September 27, 2007


666: The Number of the Beast. Point/Scholastic. $14.99.

Curses, Inc. By Vivian Vande Velde. Magic Carpet/Harcourt. $6.95.

One Beastly Beast (Two Aliens, Three Inventors, Four Fantastic Tales). By Garth Nix. Illustrated by Brian Biggs. Eos. $15.99.

The Scary States of America. By Michael Teitelbaum. Delacorte Press. $7.99.

      Frightfulness and funniness go together surprisingly well: a lot of scary stories depend on elements that, considered objectively, are silly, so an author who wishes to can emphasize either the fearful or the funny. These collections of stories offer shivers from a variety of different angles.

      666: The Number of the Beast is entirely on the dark side. There are 18 original supernatural stories in this anthology, gathered into three groups of six each (6-6-6, that is), under the headings of “Evil,” “Darkness” and “Beasts.” The book is intended for older teenagers and young adults, and some of the authors apparently decided that that justifies going for pure shock value: Christopher Pike’s “Saving Face,” which includes a horror-movie-inspired (and rather disgusting) torture scene, is the most extreme example. Interestingly, it is followed by the shortest and most subtle story in the book, Joyce Carol Oates’ “The Little Sacrifice,” whose implications are far more frightening and far more a part of the real world than the overt violence in Pike’s tale and others. There’s something for every fright fan here, from the demonic possession of Heather Graham’s “If You Knew Suzie,” to the transformation and possible madness in Amelia Atwater-Rhodes’ “Empire of Dirt,” to the SF dystopia of Joshua Gee’s “Incident Report,” to the Poe-esque madness of Robin Wasserman’s “Scapegoat,” to the ghost entrapping the living in P.D. Cacek’s “La Fleur de Nuit.”

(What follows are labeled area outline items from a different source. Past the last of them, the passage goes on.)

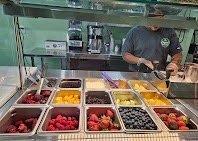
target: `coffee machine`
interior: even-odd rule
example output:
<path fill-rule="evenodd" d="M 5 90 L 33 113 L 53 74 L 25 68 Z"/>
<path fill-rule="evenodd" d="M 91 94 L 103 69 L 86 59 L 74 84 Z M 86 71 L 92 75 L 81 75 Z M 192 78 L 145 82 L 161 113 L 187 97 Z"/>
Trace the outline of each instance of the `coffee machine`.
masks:
<path fill-rule="evenodd" d="M 88 25 L 88 51 L 90 53 L 100 53 L 103 47 L 103 26 Z"/>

      Vivian Vande Velde also has a story of a ghost seeking a living person to take her place in Curses, Inc. Originally published in 1997 and now available in paperback, this collection shows its age in some ways, as in the title story, whose protagonist connects to the Internet by dialup modem. Vande Velde aims for readers as young as 12 and keeps her frights more modest and laced with occasional humor than do authors seeing older readers: the title tale here has a neatly amusing twist ending, and “To Converse with Dumb Beasts” is out-and-out hilarious. There are 10 stories in all, including “Past Sunset,” the one in which a ghost seeks a replacement. Vande Velde’s end notes are interesting both for background and for showing that an author does not always know which of her tales are most effective: she gives short shrift to “Remember Me,” for example, but this tale of lost (or stolen) identity is both clever and a real chiller.

      There’s nothing chilling at all in One Beastly Beast (Two Aliens, Three Inventors, Four Fantastic Tales), perhaps because Garth Nix intends this book for ages 7-11. But there’s plenty of fun in the four brief fantasy adventures here, including “Blackbread the Pirate,” in which a boy enters a world of swashbuckling rats – real rats; and “The Princess and the Beastly Beast,” in which Princess Rinda has to decide whether to jump into the maw of the beast of the title. Then there’s the tale of the aliens who want to kidnap, or maybe adopt, “Bill the Inventor.” And in “Serena and the Sea Serpent,” the title character befriends a fierce monster and finds herself turned into…a penguin. Brian Biggs’ amusing, cartoonlike illustrations of all these characters add to the book’s considerable charm.

      There’s not much charming in any of The Scary States of America, according to Michael Teitelbaum, who offers “50 Weird and Terrifying Stories Based on True Events.” Teitelbaum creates as his narrator a spook chaser named Jason Specter, who had an experience inside a weird locker in fourth grade and has collected stories of the paranormal from around the United States ever since. Once you get past the gimmick of one story per state, the tales themselves are pretty straightforward, and some are just dull; the book as a whole deserves a (+++) rating. Each tale is introduced with a brief fact about the state – but you’ll be disappointed if you expect a connection between the real-world information and the made-up stories. For South Dakota, for example, the opening statement is about the carving of Mount Rushmore, but the story is about a woman who finds her husband cheating and kills him. The Hawaii fact mentions Pearl Harbor; the story involves the skeletal ghosts of a long-ago battle won by King Kamehameha. The Nevada fact mentions weddings in Las Vegas; the story is about dreaming of a fire before it happens. The chapters are all brief and easy to read, and the book may be an enjoyable accompaniment to a lengthy family drive around the U.S. But it’s really not particularly scary.